The cliché that there are two Americas is not inaccurate. I often feel as though I grew up in a different America, with memories of Hillary Clinton and Madonna and Barbra Streisand as “baby-hating, pro-abortion witches.” Even today I sometimes catch myself feeling a sense of unease when I hear their names because I spent so many years falsely associating them with being part of an evil, “anti-life” cabal.
What prompted me to question those conspiracy theories was my desire to be a person in the world, to contribute to and be recognized by the larger global community rather than an insulated subset of conservatives.
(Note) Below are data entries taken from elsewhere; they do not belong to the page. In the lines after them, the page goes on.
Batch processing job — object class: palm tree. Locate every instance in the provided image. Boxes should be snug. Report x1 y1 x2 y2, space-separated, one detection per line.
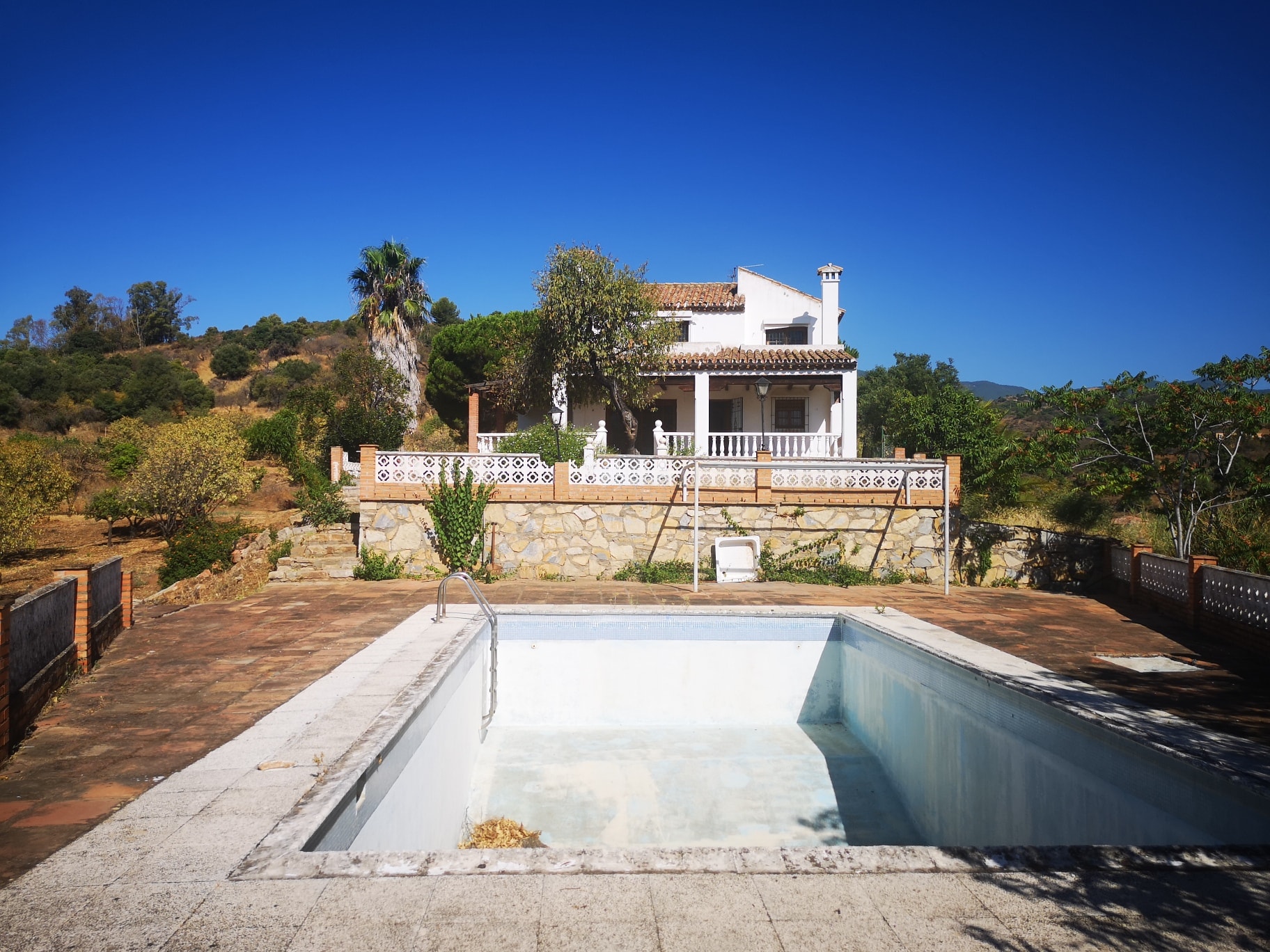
348 240 432 433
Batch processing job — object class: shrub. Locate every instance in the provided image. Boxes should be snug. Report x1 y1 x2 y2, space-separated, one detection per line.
159 519 254 588
0 438 75 556
84 487 142 544
758 532 908 588
242 410 299 463
125 416 251 538
296 479 352 530
498 422 590 466
212 344 256 379
353 546 405 581
427 459 494 571
613 559 715 585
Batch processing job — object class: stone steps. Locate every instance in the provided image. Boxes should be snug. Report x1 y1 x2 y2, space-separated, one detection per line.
269 525 358 581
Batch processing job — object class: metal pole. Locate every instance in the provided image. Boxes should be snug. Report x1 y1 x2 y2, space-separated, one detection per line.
943 459 950 595
692 459 701 592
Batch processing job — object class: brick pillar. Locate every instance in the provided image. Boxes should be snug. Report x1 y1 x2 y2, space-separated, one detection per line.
357 445 379 507
754 450 772 502
0 605 10 763
119 573 132 628
54 566 93 674
1186 556 1216 628
467 390 480 453
551 459 569 502
943 453 962 505
1129 544 1151 599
I wanted acceptance by the mainstream, and I think the same is true among most conspiracy theorists. It’s not enough to tout your JD from Bob’s Pro-Life Anti-Witch University for the New Right. Ted Cruz and Josh Hawley flaunt their Yale and Harvard credentials to show that they were accepted by the mainstream before they rejected it.
That said, one of the more frightening aspects of the QAnon phenomenon is the speed with which its adherents are ready to throw away their relationships, which may be due to the fact that social media makes it possible to simply create a new online family around a shared hyperfocus. But last December, my mother’s QAnon obsession became so destructive that I threatened to cut off all contact indefinitely to protect myself and my children, and then in a surprise twist, she suddenly broke the fourth wall and admitted that she likes conspiracy theories because they’re fun and make her feel like she’s a part of something. It was the first and only time she’s ever admitted that she doesn’t really believe in the fantasy world she’s constructed for herself, as I believe most conspiracy theorists don’t actually believe in their imagined realities. What they believe in is the thrill of belonging and having a shared narrative, which is why it’s imperative that we don’t ignore conspiracy theories, but rather laugh at them.
To prevent a conspiracy theory like QAnon from becoming the next generation’s cultural memory, we have to make it uninhabitable as an imagined reality. We have to continually point out its absurdity—because it is absurd. We won’t stop conspiracy theories from happening, but we can prevent them from becoming our shared narrative.